Grant number: 18/04712-9
Support type:Scholarships in Brazil - Doctorate (Direct)
Effective date (Start): June 01, 2018
Effective date (End): March 31, 2022
Field of knowledge:Health Sciences - Medicine - Medical Clinics
Principal researcher:Maria Aparecida Azevedo Koike Folgueira
Grantee:Lívia Munhoz Rodrigues
Home Institution: Instituto do Câncer do Estado de São Paulo Octavio Frias de Oliveira (ICESP). Coordenadoria de Serviços de Saúde (CSS). Secretaria da Saúde (São Paulo - Estado). São Paulo , SP, Brazil


Pancreatic Cancer has the lowest survival rate in 5 years (8%) among all types of Cancer and is expected to become the second leading cause of Cancer death by 2030. In this scenario, we propose to evaluate the frequency and the spectrum of germline mutations in genes predisposing to Cancer in patients with Pancreatic Cancer; (ii) investigate lifestyle and family history; and (iii) develop a gene panel to identify the eligible population for imaging tests for early detection, since this is still the best alternative to achieve effective treatment and a significant increase in patient survival. In order to do so, we will recruit 200 patients diagnosed with pancreatic carcinoma under follow-up at the Cancer Institute of the State of São Paulo who will be invited to participate in the independent study of the disease stage, family history, age, sex or treatment performed or in realization.
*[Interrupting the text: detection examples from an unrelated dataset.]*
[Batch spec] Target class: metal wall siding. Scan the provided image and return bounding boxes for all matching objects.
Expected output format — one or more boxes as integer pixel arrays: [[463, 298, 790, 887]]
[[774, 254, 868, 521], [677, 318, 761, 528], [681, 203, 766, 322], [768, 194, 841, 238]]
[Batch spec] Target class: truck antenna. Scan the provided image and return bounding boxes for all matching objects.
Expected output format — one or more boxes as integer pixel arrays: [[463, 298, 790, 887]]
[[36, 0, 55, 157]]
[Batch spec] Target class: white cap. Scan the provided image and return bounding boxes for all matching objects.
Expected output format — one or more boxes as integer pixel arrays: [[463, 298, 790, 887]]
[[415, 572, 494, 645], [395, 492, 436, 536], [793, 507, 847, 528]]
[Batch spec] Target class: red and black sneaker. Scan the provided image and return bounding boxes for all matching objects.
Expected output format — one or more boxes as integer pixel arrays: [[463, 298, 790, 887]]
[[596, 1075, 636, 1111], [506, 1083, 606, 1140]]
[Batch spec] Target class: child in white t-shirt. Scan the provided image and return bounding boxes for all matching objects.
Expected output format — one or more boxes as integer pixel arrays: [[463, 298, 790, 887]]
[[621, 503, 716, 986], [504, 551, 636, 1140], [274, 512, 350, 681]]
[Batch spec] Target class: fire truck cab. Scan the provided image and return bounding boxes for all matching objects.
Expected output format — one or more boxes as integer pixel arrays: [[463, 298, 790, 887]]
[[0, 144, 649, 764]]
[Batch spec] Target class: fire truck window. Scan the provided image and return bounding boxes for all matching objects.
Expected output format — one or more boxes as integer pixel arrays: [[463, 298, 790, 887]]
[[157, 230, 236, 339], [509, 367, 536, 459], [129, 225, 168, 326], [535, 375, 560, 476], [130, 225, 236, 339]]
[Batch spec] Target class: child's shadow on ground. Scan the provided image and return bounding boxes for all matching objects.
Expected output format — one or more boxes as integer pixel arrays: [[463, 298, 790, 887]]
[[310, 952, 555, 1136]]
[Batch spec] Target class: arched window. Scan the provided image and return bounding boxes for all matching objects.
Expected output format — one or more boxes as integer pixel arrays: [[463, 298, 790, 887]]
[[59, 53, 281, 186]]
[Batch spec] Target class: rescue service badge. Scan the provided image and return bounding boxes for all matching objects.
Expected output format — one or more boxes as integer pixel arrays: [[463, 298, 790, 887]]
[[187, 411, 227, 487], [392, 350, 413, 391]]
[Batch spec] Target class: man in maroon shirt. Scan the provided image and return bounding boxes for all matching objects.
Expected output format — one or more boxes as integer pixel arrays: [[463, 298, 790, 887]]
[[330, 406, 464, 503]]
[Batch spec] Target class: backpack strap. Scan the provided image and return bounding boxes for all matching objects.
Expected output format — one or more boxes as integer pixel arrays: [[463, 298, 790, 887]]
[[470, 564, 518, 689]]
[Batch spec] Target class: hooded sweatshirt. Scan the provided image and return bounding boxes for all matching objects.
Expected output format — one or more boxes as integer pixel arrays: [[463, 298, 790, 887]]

These patients will respond to a questionnaire about lifestyle habits and family history and will give a 15ml sample of blood for sequencing with a commercial panel of 94 genes involved in the predisposition and development of Cancer as well as genes whose mutation in Pancreatic Cancer have already been proven in literature. It is hoped to find changes to be deposited in public databases and that contribute to the understanding of the mechanisms of predisposition to this disease, to advance in early diagnoses and to the development of personalized treatments. (AU)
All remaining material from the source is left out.